Oggi “rubo” una parola alla rubrica “Abitare le parole” che ogni domenica tiene sul Sole 24 Ore il vescovo Nunzio Galantino. E’ stato segretario della Conferenza episcopale italiana e oggi si occupa dell’amministrazione del Patrimonio della Sede Apostolica, una responsabilità molto importante per la vita del Vaticano. Un uomo di grande cultura e sensibilità, di cui il papa Francesco si fida – credo – molto.
La parola, analizzata domenica scorsa, è confini. Termine che Galantino giudica paradossale, ambiguo e ricco, giacchè unendo le parole latine cum (con) e finis (fine) “indica insieme ciò che separa e ciò che unisce”. Se è utile per la nostra identità riconoscere i confini che la delimitano, è però indispensabile attraversarli se si vuole che questa identità non sia un luogo chiuso, una sorta di prigione, e viva invece per la relazione con l’alterità, con le persone, le cose, le culture che si trovano al di là del confine.
“Solo chi interiorizza questo dinamismo – scrive Galantino – e interpreta così il proprio essere uomo e donna di confine è in grado di pensare il mondo come luogo di relazioni, e la storia in termini di snodi piuttosto che come un insieme di nodi inestricabili”.
Anche su questo giornale, nell’edizione di domenica, è tornata la parola confini, nelle parole di un artista turco, Servet Kocyigit, che produce ricami e tessiture a uncinetto sulle carte geografiche, poi fotografate in diverse latitudini e situazioni umane e ambientali, per significare ciò che l’arida geometria delle cartografie rimuove: proprio la ricchezza delle diverse realtà umane. E’ anche una protesta contro il potere coloniale di cui spesso sono state e restano espressione le mappe geografiche che, dice l’artista, mai sono “basate su una relazione con gli individui”.
Questo tipo di discorsi sul significato dei confini mi sembra necessario nel momento in cui ci aggredisce la retorica della difesa dei “nostri” confini. Abbiamo un ministro degli Interni – la responsabilità di questa citazione è tutta mia – che sostiene di aver limitato la libertà di molte persone straniere (ma in territorio italiano e protette dalla nostra Costituzione) per questo patriottico motivo.

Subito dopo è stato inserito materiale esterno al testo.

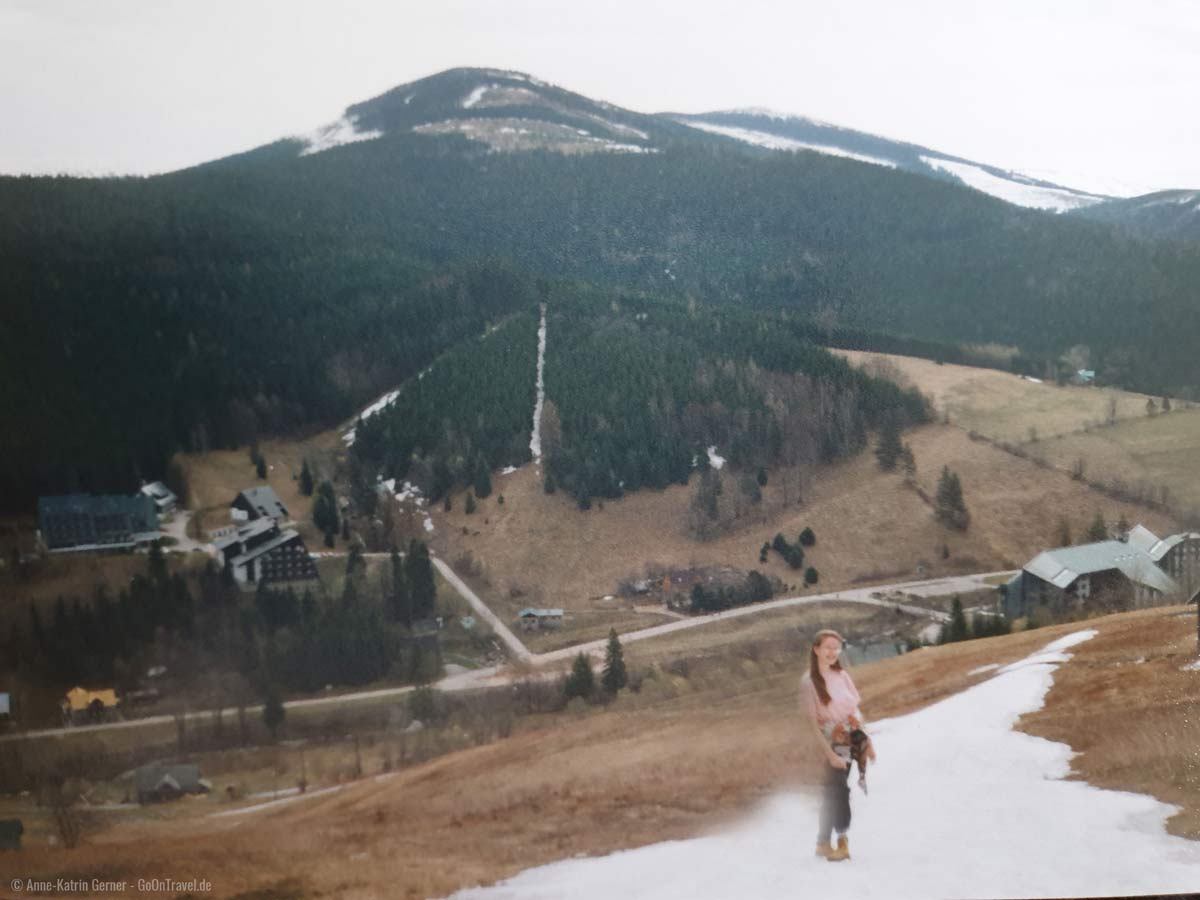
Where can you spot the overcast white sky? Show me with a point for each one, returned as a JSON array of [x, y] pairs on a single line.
[[1096, 95]]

Anche se non sarà processato per “sequestro di persona”, egli con il suo governo ha infranto un principio che dovrebbe essere ritenuto sacro: gli esseri umani devono essere sempre considerati come fini, mai come mezzi, oggetti da strumentalizzare per obiettivi di parte.
Ma non si può pretendere che Salvini abbia letto Kant (e forse nemmeno Di Maio o Toninelli: ma l’avvocato del popolo Conte?).
D’altra parte il ministro oltrepassa spudoratamente confini che in uno stato di diritto un uomo con le sue responsabilità istituzionali dovrebbe rispettare religiosamente. Visitare i carcerati è un atto giusto e umanissimo, ma quando questo gesto diventa una sorta di contro-sentenza di innocenza per un cittadino condannato con sentenza definitiva per tentato omicidio, siamo vicini a un atto di tipo eversivo. Bisogna ricordare che l’uomo difeso da Salvini ha sparato una fucilata in pieno petto a un altro uomo sorpreso a rubare carburante da un autoveicolo, dopo che il ladro era stato molto malmenato e immobilizzato da un dipendente dell’impresa del condannato. La perizia dice di un colpo sparato “da una persona in piedi verso una persona supina”, a distanza ravvicinata. Il ladro non è morto ma ha avuto i polmoni rovinati.
Sarebbe questo il concetto di “legittima difesa” che si vorrebbe affermare anche per legge. Ecco un confine etico e giuridico che non dovrebbe essere valicato in alcun modo.